In other words: this post has an inherent bias in it.
If I trust Claude — an AI assistant — I’m probably biased against research showing that AI assistants create enduring mental decrements. Although I doubt that this bias has misled me too far, I do think you should know that it exists.
* Dr. Nebel notes: “To the neuroscientists in the audience, Andrew is using that term generously.
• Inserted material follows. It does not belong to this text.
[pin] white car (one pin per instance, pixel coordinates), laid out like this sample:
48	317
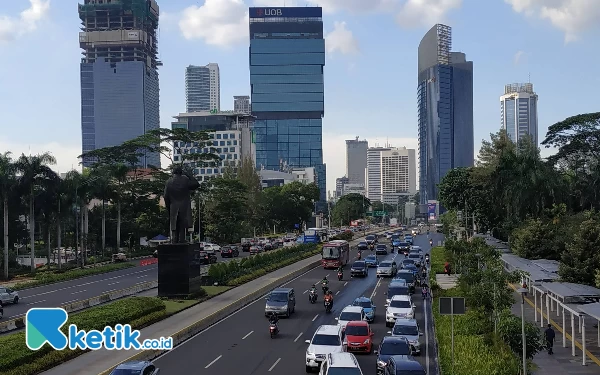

My degree in Brain, Behavior, and Cognition yes, involved neuroscience courses including a human brain dissection and yes, involved courses and research using fMRI. But I am not a neuroscientist in the strictest sense. I do, however, understand neuroscience better than the average bear.”
Dr. Cynthia Nebel is the Director of Learning Services and Associate Professor of Psychiatry and Behavioral Neuroscience at St. Louis University School of Medicine. She holds a Ph.D. in Brain, Behavior, and Cognition and has held faculty positions at Lindenwood, Washburn, and Vanderbilt Universities. Dr. Nebel has published two influential books on the science of learning and is a leading collaborator with The Learning Scientists, an organization focused on bridging the gap between learning research and educational practice. Dr. Nebel has presented the science of learning nationally and internationally and is dedicated to bridging research and practice to improve educational and organizational outcomes.
Van der Weel, F. R., & Van der Meer, A. L. (2024). Handwriting but not typewriting leads to widespread brain connectivity: a high-density EEG study with implications for the classroom. Frontiers in psychology, 14, 1219945.
Kosmyna, N., Hauptmann, E., Yuan, Y. T., Situ, J., Liao, X. H., Beresnitzky, A. V., … & Maes, P. (2025). Your brain on chatgpt: Accumulation of cognitive debt when using an ai assistant for essay writing task. arXiv preprint arXiv:2506.08872.